Home of the future, could save you a lot of money - KTTC Rochester, Austin, Mason City News, Weather and Sports

Home of the future, could save you a lot of money


LANESBORO, Minn. (KTTC) -- Going green and saving money at the same time is something most Americans are looking to do. One family near Lanesboro is going to the extreme doing just that, with their unique house of the future. In fact, the homeowners said they only spend an average of $10-dollars a month on a utility bill.

High atop a bluff overlooking Lanesboro, is where you'll find the house of the future.

"The house is off the grid, off the well and off the furnace, meaning. I produce my own electrical energy, I collect my own rainwater and I don't have a fossil fuel fired furnace for heating," said homeowner, Christian Milaster.

It was in 2006 Milaster's dream home became a reality, a way for him to conserve energy and be one with mother nature. The best part, in order to go green, he didn't have to give up his modern amenities.

"I wanted to make sure I have a warm house, enough water and enough electricity to do all the things I want to do," stated Milaster.

More than 95-percent of the home is sustained by natural energies, including 6 solar panels and a wind powered generator.

"I'm paying about 10-dollars a month on average for my utility bill," proclaimed Milaster.

Waste not, want not. Even natures rain provides for the family.

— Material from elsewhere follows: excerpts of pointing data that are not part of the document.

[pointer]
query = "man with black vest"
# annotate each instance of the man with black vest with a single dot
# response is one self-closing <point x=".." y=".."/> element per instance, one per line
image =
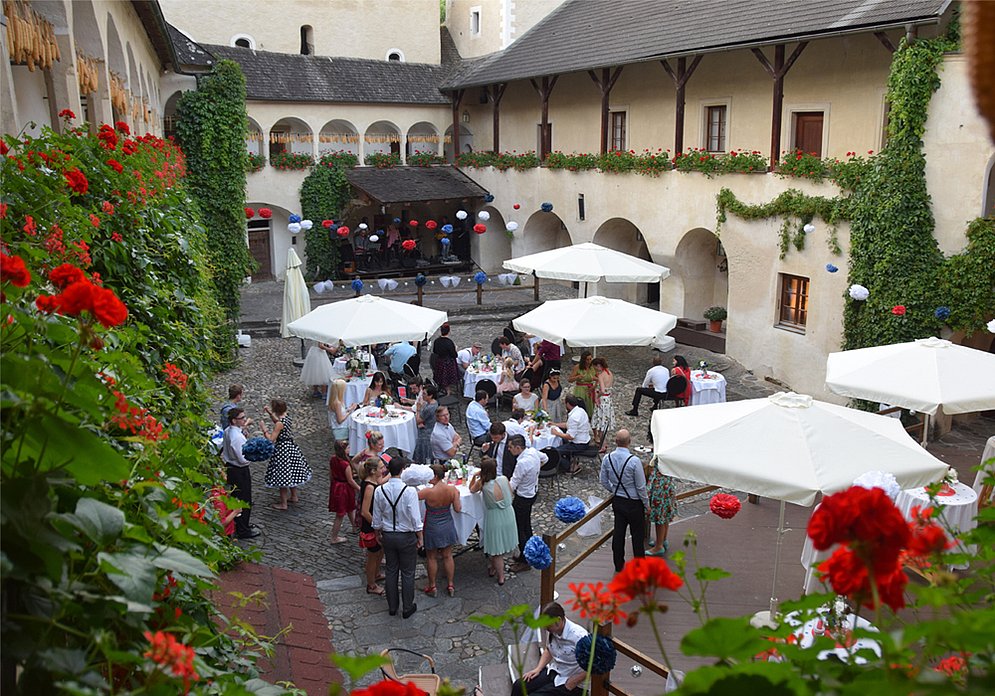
<point x="622" y="475"/>
<point x="397" y="520"/>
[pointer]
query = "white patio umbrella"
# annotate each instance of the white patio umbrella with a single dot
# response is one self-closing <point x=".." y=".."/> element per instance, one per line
<point x="923" y="375"/>
<point x="788" y="447"/>
<point x="296" y="300"/>
<point x="368" y="319"/>
<point x="598" y="321"/>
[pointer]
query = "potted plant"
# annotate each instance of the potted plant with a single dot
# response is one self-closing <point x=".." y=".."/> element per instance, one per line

"The clean collection surface it's a steel roof. Then I have gutters, a cistern in the basement and a series of mechanical filters that are sufficient for taking a shower and brushing your teeth and then for drinking water we have a mounted charcoal filter,"explained Christian.

Concrete floors and walls help keep the house cool, along with ceiling fans and windows boosting a breeze for cross ventilation. As for heating the home during the chilly winters? Milaster relies on heated floors, natures sunshine and a unique stove.

"They're very different from wood stoves in that you make just one fire a day and it burns only and hour and a half, you burn it very hot and it's the 4 to 5-thousand pounds of fire stone and brick and limestone that surrounds it, and gets heated up," said Milaster.

Milaster said it's all about being pro-active, avoiding fossil fuels and thinking 10,15, even 20-years out in the future.

If you're interested in learning more about the house of the future or even purchasing the home, you can do so. The house is on the market, listed for $625-thousand dollars.